This Saturday, peninsula residents will have the opportunity to make their mark on the history of Kenai — literally. A 6-foot-tall sandhill crane statue is currently being sculpted by local artist Christina Demetro, and she will be bringing the statue to the Kenai and Soldotna libraries on Saturday so that anyone who is interested can collaborate on the sculpture by adding clay to the wings and head of the bird. People will also have the opportunity to write haikus, some of which will be included on the finished product. That Peace Crane statue will eventually be cast in bronze and placed in the Shimai Toshi Garden Trails, a Japanese Garden that will be the first of its kind in Alaska.
The Shimai Toshi Garden Trails is a proposed Japanese garden that sprung from a story of resiliency. Sarah Pyhala, the president of the Shimai Toshi Garden group, said that the idea first came to her and her husband Matthew in February of 2018. While attending a Rotary conference on environmental sustainability, Pyhala learned of an organization that harvests seeds collected from plants that survived the 1945 atomic bombing of Hiroshima, Japan. Pyhala was able to obtain ginkgo and hackberry seeds, and as of now she has managed to get one of the ginkgo trees and three hackberry trees to sprout. The trees where the seeds came from were less than 1,200 meters from ground zero of the atomic bomb, but have managed to survive to this day.

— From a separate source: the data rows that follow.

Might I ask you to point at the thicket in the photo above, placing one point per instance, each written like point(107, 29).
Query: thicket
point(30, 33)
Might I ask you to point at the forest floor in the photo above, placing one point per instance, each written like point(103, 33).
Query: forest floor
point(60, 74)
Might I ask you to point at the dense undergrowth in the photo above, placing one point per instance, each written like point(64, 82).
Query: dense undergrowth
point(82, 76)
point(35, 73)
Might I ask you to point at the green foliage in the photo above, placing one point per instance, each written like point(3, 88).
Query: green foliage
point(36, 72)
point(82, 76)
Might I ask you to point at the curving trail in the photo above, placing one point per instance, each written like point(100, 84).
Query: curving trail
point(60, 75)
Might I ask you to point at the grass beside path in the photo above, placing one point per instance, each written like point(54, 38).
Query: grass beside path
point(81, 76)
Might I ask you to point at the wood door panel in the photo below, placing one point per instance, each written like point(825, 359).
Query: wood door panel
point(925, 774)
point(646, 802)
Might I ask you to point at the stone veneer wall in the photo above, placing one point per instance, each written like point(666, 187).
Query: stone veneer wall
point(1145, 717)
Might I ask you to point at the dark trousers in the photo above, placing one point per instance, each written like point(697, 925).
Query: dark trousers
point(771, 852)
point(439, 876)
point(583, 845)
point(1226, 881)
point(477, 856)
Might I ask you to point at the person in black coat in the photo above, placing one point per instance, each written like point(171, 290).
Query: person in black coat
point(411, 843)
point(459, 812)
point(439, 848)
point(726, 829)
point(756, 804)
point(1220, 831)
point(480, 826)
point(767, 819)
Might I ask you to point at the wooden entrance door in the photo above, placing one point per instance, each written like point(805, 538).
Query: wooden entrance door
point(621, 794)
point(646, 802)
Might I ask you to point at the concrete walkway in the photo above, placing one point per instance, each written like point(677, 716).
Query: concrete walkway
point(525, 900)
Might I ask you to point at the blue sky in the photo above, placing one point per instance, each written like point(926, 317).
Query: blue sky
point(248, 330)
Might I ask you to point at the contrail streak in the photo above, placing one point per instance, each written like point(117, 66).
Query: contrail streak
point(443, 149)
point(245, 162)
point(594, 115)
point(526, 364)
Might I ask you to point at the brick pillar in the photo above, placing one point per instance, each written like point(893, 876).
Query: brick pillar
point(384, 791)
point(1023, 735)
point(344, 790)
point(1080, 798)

After acquiring the seeds, Pyhala began looking at possible locations for a Japanese garden in Kenai. While not officially part of the Sister City Program that connects Kenai with Akita, Japan, Pyhala wanted to formally recognize the relationship with a public garden — Shimai Toshi is Japanese for “sister city” — while also providing a therapeutic space for people on the peninsula. The ginkgo, hackberry and newly acquired persimmon plants that are currently under grow lights at Pyhala’s house will be planted in the garden along with other native Alaskan plants.
Pyhala hasn’t found the perfect spot yet, but she is hopeful that by September her group will have the location for their garden. In the meantime, Pyhala reached out to the artist responsible for “The Giving Salmon” sculpture in Homer to sculpt a crane that would be the centerpiece for the garden. As it turns out, Demetro had been thinking of sculpting a crane before she got the call.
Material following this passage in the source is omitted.